The subject of school uniforms seems a grayer area, but I agree with the comment:
[With school uniforms] you'd have administrators with an additional "discipline" issue to deal with and enforce. They'd be with kids in the office more rather than observing teachers, helping their classroom management and instructional effectiveness, and accumulating evidence for the dismissal hearings before the board.
Or it means additional tax money to pay for extra staff and/or time to pay for policing the uniform policy. But Kay has already argued that public schools get too much money for things she claims are not directly related to education:

  1. "transportation, feeding, discipline, health and counseling"
  2. "Pre-K classes"
  3. "afterschool programs"
And now she would promote a potentially expensive uniform program that in her words "isn't really education"?

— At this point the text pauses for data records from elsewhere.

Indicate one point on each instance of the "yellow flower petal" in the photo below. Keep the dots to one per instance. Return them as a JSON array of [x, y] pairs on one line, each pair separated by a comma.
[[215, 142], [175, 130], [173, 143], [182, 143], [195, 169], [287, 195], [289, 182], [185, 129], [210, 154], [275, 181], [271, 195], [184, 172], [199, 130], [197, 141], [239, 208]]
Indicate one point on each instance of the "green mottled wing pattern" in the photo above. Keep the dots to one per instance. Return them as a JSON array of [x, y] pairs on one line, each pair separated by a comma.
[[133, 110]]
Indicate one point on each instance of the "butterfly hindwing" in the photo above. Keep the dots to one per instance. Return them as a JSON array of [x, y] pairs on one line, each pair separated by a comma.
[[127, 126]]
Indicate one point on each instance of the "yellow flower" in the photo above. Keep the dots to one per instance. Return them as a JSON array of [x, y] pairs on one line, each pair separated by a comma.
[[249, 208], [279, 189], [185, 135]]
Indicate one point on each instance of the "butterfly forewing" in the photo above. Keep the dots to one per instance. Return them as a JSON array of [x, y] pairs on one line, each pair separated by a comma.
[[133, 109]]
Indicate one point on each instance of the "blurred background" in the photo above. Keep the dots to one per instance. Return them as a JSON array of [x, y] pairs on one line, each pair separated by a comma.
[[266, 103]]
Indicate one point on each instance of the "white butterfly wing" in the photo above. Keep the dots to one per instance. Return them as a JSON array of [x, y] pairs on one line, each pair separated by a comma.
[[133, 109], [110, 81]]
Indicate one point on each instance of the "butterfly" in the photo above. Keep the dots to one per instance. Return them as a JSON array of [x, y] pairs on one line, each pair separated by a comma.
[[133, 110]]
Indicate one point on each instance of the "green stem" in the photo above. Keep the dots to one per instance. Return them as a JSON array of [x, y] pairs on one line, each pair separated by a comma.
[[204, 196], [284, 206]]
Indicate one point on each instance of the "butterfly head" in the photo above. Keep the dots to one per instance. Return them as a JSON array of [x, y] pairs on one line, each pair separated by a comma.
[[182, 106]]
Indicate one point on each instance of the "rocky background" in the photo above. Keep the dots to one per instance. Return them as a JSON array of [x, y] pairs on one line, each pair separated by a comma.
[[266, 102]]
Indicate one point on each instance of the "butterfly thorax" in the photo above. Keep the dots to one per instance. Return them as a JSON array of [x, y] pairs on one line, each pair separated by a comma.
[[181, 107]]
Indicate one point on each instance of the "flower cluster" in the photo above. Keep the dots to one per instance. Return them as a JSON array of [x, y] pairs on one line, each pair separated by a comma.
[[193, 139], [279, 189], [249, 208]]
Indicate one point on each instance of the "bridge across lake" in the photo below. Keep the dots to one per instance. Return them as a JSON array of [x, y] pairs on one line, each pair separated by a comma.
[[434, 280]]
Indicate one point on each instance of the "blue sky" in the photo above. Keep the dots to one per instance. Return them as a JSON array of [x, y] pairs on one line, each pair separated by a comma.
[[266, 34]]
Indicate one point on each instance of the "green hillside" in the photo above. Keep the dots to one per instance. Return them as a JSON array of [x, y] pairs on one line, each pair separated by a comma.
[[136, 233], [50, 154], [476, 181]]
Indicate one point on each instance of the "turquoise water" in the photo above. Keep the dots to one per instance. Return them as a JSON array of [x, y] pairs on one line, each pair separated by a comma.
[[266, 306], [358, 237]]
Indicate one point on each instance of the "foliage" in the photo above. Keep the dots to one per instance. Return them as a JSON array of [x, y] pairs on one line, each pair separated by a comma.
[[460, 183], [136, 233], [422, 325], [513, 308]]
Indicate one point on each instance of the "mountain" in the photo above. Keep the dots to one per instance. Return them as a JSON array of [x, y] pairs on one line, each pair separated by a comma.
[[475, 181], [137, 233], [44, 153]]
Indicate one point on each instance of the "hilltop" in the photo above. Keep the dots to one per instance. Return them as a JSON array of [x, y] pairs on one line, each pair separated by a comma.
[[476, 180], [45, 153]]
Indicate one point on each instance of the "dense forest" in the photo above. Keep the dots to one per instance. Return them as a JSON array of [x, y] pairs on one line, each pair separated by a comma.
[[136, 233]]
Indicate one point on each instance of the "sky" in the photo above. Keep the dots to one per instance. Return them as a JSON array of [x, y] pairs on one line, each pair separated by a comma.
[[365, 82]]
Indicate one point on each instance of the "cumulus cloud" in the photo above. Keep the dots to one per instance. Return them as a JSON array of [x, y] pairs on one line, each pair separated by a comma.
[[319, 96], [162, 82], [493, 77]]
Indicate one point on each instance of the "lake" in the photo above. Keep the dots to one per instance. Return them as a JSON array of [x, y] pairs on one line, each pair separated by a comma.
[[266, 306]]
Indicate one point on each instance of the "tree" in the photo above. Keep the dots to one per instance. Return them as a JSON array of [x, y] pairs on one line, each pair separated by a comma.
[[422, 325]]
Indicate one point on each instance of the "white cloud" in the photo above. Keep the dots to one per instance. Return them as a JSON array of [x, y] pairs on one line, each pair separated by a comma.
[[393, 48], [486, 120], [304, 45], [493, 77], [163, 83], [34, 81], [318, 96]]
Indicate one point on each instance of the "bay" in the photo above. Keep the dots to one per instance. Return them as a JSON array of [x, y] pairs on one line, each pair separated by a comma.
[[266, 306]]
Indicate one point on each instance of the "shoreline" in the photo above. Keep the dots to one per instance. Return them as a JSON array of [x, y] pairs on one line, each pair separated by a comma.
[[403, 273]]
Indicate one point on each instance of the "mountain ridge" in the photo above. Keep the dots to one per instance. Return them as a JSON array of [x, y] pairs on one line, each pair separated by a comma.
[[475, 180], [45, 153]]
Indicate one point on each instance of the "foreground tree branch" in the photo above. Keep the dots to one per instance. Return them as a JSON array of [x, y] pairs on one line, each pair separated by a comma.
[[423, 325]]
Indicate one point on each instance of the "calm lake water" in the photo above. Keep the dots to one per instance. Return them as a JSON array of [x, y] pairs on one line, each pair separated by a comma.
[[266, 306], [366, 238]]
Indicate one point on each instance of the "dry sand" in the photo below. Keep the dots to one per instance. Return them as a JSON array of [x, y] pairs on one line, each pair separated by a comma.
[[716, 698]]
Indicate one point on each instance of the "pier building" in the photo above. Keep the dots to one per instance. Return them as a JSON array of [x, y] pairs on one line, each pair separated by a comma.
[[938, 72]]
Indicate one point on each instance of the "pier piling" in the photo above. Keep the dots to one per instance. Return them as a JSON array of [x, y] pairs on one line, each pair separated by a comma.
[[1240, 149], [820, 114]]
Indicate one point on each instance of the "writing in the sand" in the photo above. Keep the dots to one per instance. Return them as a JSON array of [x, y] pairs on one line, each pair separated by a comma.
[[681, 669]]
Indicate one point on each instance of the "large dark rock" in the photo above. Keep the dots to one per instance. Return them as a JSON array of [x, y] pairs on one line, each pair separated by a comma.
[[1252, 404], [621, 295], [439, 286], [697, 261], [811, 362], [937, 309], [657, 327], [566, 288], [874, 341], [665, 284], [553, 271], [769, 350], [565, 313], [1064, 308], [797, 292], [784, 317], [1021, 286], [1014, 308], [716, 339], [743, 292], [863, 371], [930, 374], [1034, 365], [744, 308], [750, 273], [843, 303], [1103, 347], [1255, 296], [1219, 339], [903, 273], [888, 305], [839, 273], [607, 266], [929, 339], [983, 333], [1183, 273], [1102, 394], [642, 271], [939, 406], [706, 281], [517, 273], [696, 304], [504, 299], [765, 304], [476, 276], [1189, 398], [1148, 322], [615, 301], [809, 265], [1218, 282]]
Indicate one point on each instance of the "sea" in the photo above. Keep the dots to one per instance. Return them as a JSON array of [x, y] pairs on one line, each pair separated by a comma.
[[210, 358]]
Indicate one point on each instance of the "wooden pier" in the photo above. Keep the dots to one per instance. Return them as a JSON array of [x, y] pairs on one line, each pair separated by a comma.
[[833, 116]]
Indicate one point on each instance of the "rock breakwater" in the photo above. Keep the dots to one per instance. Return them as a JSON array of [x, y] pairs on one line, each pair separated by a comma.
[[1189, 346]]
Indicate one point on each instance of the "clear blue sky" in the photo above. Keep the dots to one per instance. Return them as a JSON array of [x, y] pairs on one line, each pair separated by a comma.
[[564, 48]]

Finally, Kay seems too defensive about publicizing her children's test scores so that voters can judge her in the same way that she has asked them to judge Gracie Porter in light of the scores of children in Porters' charge. This gets to the heart of the problem of a home-school mom running for office: unless she has some kind of demonstrable track record in education or in local public school culture, she seems to have no business running for office. Kay has entered the public square as a candidate for school board. Her primary qualification is that she is the sole administrator and educator responsible for her children's academic performance. She subscribes to the idea that testing is the primary means of judging whether teachers, principals, and public servants are doing their jobs. Even so, she still will not publish her children's test scores so that the voters can decide whether she is doing a better job than her opponent?

I'm not saying that home-schooling moms in general should be required to advertise their children's test scores, but once they step out of private life in order to run for public office and once they skewer opponents on test scores, shouldn't they be expected to give voters some idea of how they have performed themselves as educators? Kay doesn't seem to think so. She wants to have it both ways. And thus, the problem of a home-school mom without experience running for office.


07/30/06, 5:30 p.m. Update: See the first comment below for the best evaluation that I've seen of the problems facing this school board and the inability of either Kay Brooks or her critics to address the real issues of education beyond the symbolic ones of culture wars. Particularly insightful is the criticism of those who speak of Kay Brooks as some kind of true agent of change (or in A.C. Kleinheider's starkly symbolic and practically vacuous terms "the definitive agent of change" in contrast to "the candidate of the system."). We are indeed guilty of allowing the culture wars to distract us from the real issues of education policy. So, by all means, let's get back to reality.

1 comment:

  1. Both ID and uniforms seem a bit off track to me--for both sides. Seems like those would be the things to discuss after you figure out how to improve test scores, the dropout rate, school safety, facilities maintenance, staff morale, labor relations, etc.

    ID and evolution constitute what, maybe 1 day of instruction for the year? Wouldn't it be more appropriate to address AP Biology enrollment and the pass rate on the College Board exam before wasting time on a ridiculous culture war issue that constitutes approximately 1% of the materials taught during the year?

    Same with uniforms. Considering the number of successful school systems out there that aren't wearing uniforms, maybe we ought to be looking at what they're doing to help students succeed before deciding to help bolster the khaki pants industry.

    Instead of wasting their breath (or 10 point font) on piddling issues, Brook's critics ought to be going after her lack of concrete reforms. At the last board meeting, she quibbled for a good 10 minutes over whether Dr. Garcia had achieved "significant" or "major" improvement in improving school facilities during his tenure (in her opinion, he had achieved neither, despite the massive investment in facility improvements in District 5). This doesn't seem like the sort of major "outsider" reforms promised by Brooks and her GOP backers.